This is an intriguing little movie from 2003 that deals unceasingly in contradictions. It was brutally slammed by critics, yet opened at #1 and made back its full budget in one weekend. It has an undeniably excellent opening sequence, yet everything that follows is a study in mediocrity. Its lead actor, Chaney Kley, was a Ryan Reynolds-style hottie who seemed destined to use this silly flick as a stepping stone for greater things, yet passed away tragically a few years later of sleep apnea, which is eerily similar to the issue faced by his and other characters in Darkness Falls.
The opening set-up unfurls a small town legend involving a scary, malevolent-ghost tooth fairy who will show up in kids' rooms on the night they lose their last baby tooth.

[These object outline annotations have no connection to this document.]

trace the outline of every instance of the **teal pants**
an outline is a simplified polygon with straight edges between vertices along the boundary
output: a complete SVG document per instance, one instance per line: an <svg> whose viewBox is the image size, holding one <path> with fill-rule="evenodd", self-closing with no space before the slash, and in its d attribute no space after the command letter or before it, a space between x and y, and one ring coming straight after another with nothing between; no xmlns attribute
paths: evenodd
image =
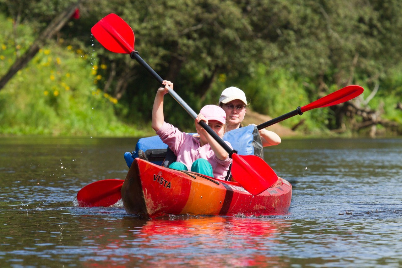
<svg viewBox="0 0 402 268"><path fill-rule="evenodd" d="M172 163L169 165L169 168L177 170L188 170L187 167L183 163L179 162L174 162ZM194 161L191 165L191 171L213 177L212 166L211 165L209 162L202 158L197 159Z"/></svg>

If you don't look at her, you get a gold coin, but if you see her, she kills you. It seems simple enough - sleep through the whole thing and cha-ching. Yet sadly, it is very difficult to sleep through home intrusion by a creepy ghosty lady.
However, the tooth fairy's Achilles heel is that she's afraid of the light. So, it's insanely easy to get rid of her, which no one will take advantage of except for the main character.
Anyway, thanks mainly to a compelling, sweet performance by Emily Browning, the first fifteen minutes or so of Darkness Falls feel like the beginning of a genuinely awesome movie. It's creepy and even romantic. Then we jump twelve years into the future, where Emily Browning has oddly morphed into Emma Caulfield, despite the fact that they look nothing alike. Moreover, Emma Caulfield (her character's name is Caitlin) has a ten year old "brother" who must be about twenty years her junior. Wha? Why didn't they just go the single mom route?
Down at the rudimentary and stereotypical psychoward, Caitlin's bro is being studied due to his night terrors, so she calls up her old childhood love, Kyle, (Kley), who is the only one who ever survived the tooth fairy, but no one believes him, how shocking. Caitlin just wants some advice on night terrors, but Kyle decides to come back home to dispense his wisdom in person, immediately pissing off the tooth fairy, who goes after her only escapee full force, miserably failing to kill him but succeeding marvelously at killing everyone else in town.
Every scene after this is an extended lark wherein Kyle tells everyone to shine lights on the tooth fairy but no one will listen, so they all die like total idiots. The tone has no discernible personality to it, so it's hard to suss out the emotional beats or attempts at humor (did someone completely different write the beginning of the movie?). The cool, frantically sped-up way the tooth fairy is shot makes for a nice visual aesthetic, but she's too much of an easy mark (due to the whole light fear aspect) to be frightening enough.
There's a decent last battle set in a lighthouse, but an underwhelming final scene underscores the sadly lacking hour and fifteen minutes that have been so much filler after that fantastic first couple of scenes.